ModuleNotFoundError: No module named 'deepforest'

In [31]:
input_layer = InputLayer(RandomForestClassifier(n_estimators=100, n_jobs=-1, max_depth=4),
                         RandomForestClassifier(n_estimators=100, n_jobs=-1, max_depth=10))

NameError: name 'InputLayer' is not defined

In [32]:
hidden_layer = Layer(input_layer,
                     RandomForestClassifier(n_estimators=50, n_jobs=-1, max_depth=4),
                     RandomForestClassifier(n_estimators=50, n_jobs=-1, max_depth=10))

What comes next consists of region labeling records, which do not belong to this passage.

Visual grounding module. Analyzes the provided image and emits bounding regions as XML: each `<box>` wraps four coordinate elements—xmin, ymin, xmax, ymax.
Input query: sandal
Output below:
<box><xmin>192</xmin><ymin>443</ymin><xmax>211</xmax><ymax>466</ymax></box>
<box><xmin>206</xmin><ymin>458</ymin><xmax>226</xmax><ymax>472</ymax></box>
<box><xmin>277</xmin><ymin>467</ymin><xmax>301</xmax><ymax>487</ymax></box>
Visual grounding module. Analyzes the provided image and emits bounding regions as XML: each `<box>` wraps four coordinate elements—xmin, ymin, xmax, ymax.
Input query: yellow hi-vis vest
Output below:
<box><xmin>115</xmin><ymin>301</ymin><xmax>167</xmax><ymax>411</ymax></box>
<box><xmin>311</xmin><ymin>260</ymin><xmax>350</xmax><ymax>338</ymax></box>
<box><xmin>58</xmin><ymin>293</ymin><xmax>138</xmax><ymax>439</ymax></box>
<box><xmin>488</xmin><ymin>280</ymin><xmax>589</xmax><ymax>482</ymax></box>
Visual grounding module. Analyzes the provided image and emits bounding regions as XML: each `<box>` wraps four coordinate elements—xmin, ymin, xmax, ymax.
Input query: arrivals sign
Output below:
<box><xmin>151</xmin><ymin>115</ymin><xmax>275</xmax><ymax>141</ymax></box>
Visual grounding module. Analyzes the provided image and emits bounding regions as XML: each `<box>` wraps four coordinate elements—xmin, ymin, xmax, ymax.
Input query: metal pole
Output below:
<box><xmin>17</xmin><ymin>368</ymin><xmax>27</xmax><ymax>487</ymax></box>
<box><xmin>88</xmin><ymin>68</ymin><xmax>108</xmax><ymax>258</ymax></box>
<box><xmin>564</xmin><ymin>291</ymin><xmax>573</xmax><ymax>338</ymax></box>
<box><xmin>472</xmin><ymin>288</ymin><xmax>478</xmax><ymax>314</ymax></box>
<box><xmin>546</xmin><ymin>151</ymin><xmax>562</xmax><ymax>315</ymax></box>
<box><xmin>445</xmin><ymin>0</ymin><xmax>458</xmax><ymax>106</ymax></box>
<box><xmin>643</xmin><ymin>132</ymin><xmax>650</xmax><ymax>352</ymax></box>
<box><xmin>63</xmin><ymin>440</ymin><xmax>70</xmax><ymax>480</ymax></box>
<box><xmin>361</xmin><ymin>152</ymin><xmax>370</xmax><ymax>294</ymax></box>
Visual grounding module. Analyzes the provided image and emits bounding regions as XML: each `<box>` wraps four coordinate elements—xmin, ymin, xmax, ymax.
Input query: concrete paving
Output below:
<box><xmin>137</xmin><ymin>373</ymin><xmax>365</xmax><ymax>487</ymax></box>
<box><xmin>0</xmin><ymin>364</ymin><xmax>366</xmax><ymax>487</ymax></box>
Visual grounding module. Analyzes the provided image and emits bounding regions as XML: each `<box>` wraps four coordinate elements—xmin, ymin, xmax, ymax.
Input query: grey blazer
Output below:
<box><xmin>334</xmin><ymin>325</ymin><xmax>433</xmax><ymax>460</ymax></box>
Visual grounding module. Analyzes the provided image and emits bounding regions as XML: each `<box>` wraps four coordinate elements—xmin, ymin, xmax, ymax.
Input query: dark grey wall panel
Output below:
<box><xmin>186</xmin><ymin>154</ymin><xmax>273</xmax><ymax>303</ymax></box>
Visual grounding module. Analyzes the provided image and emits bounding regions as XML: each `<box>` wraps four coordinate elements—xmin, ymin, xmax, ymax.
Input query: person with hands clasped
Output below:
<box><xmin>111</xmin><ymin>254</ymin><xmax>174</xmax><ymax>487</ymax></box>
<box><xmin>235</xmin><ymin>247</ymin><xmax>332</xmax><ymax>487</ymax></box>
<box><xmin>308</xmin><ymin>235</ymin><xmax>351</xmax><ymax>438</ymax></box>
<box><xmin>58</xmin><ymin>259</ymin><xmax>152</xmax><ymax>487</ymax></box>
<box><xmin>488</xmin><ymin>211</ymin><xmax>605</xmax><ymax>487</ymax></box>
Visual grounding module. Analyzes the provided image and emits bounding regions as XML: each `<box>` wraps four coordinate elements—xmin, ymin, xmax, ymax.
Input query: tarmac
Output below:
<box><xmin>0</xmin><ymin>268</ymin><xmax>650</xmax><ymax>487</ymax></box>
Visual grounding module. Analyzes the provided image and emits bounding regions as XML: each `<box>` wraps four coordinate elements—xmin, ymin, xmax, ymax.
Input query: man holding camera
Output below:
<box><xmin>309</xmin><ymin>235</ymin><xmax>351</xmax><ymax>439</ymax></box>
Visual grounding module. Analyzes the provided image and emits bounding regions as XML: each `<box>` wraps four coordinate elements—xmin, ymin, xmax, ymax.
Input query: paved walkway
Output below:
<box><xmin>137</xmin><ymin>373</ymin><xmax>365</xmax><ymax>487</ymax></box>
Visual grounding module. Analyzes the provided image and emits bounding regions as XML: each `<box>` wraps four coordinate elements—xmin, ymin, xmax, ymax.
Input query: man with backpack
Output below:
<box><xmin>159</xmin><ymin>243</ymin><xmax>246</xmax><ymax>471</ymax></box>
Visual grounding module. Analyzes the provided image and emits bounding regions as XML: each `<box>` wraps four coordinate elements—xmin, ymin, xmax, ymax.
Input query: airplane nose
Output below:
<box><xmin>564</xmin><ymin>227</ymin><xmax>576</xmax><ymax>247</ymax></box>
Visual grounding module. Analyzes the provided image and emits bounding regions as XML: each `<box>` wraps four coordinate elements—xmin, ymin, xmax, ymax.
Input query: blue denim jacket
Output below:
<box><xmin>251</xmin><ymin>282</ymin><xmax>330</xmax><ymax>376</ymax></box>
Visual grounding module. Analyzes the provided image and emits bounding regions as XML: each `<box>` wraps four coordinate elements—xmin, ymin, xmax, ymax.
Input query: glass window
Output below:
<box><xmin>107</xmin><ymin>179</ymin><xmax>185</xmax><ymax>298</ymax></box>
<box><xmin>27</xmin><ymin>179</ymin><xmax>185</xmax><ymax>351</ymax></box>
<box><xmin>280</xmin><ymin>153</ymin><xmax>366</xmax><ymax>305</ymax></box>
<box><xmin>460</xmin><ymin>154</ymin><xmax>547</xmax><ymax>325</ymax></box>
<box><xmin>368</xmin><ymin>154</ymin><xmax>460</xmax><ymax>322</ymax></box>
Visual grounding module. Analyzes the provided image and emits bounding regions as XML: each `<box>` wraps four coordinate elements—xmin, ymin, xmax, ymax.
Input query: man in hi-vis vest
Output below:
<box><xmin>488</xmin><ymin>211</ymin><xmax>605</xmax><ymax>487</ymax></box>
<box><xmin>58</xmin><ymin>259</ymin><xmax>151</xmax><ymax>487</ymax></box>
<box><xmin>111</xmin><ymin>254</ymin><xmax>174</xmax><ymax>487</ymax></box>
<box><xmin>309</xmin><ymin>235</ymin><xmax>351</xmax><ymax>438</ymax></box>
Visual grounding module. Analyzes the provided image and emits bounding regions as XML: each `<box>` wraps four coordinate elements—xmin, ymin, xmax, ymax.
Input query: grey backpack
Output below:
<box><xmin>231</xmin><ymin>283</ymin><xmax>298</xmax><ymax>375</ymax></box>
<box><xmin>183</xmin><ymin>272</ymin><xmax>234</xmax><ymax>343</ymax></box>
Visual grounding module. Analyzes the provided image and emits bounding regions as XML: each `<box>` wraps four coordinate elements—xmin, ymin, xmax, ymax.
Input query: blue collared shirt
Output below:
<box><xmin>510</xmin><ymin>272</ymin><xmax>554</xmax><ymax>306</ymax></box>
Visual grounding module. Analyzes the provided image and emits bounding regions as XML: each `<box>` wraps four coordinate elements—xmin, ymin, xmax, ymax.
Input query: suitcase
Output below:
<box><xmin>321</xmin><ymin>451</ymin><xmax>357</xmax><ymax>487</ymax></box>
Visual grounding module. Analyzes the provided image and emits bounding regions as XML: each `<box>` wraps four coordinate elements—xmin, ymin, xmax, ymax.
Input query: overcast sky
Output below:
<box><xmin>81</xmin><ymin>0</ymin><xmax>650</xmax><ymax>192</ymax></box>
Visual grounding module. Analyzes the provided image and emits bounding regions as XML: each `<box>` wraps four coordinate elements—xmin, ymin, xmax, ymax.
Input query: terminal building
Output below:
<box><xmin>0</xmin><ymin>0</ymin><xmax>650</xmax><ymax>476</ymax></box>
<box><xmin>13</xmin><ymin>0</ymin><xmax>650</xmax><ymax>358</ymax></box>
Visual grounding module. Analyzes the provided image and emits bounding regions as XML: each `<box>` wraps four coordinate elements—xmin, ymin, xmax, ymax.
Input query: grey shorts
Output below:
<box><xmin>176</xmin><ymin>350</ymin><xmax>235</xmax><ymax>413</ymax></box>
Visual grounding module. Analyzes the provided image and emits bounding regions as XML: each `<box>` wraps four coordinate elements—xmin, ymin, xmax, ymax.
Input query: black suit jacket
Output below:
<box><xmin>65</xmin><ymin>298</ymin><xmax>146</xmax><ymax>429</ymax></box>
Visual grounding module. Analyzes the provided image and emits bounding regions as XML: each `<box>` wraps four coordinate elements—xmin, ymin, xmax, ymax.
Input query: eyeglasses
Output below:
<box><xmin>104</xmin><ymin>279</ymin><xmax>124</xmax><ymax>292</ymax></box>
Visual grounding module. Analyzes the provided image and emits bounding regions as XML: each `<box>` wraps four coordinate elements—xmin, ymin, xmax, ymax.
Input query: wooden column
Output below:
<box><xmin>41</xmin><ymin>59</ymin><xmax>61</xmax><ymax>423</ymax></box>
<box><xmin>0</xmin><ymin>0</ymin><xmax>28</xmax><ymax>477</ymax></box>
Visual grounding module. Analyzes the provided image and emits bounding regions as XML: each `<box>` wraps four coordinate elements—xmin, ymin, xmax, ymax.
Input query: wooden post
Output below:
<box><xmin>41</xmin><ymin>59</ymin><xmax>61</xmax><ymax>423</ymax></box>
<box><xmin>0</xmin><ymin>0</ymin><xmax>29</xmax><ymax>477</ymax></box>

NameError: name 'Layer' is not defined

In [33]:
hidden_layer.fit(X_train, y_train)

NameError: name 'hidden_layer' is not defined

In [34]:
hidden_layer.predict(X_test).head()

NameError: name 'hidden_layer' is not defined

# Going Further

In [66]:
def random_forest_generator():
    for i in range(2, 15, 2):
        yield RandomForestClassifier(n_estimators=100,
                                     n_jobs=-1,
                                     min_samples_leaf=5,
                                     max_depth=i)
    for i in range(2, 15, 2):
        yield RandomForestClassifier(n_estimators=100,
                                     n_jobs=-1,
                                     max_features=1,
                                     min_samples_leaf=5,
                                     max_depth=i)

In [78]:
def build_input_layer():
    return InputLayer(*random_forest_generator())

In [79]:
def build_hidden_layer(layer):
    return Layer(layer, *random_forest_generator())

In [80]:
def build_output_layer(layer):
    return Layer(layer,
                 RandomForestClassifier(n_estimators=500,
                                        n_jobs=-1,
                                        min_samples_leaf=5,
                                        max_depth=10))

In [81]:
input_l = build_input_layer()
hidden_1 = build_hidden_layer(input_l)
hidden_2 = build_hidden_layer(hidden_1)
hidden_3 = build_hidden_layer(hidden_2)
hidden_4 = build_hidden_layer(hidden_3)
output_l = build_output_layer(hidden_4)

In [74]:
output_l.fit(X_train, y_train)

<deepforest.layer.Layer at 0x112740e48>

In [75]:
y_pred = output_l.predict(X_test)

In [76]:
roc_auc_score(y_test, y_pred.iloc[:, 1])

0.81224489795918364

Well the result is not that satisfactory yet, but let's not loose hope. There is a lot of room for improvement yet. First item on my todo list: make sure all the intermediary models are trained using cross-validation techniques, to reduce overfitting.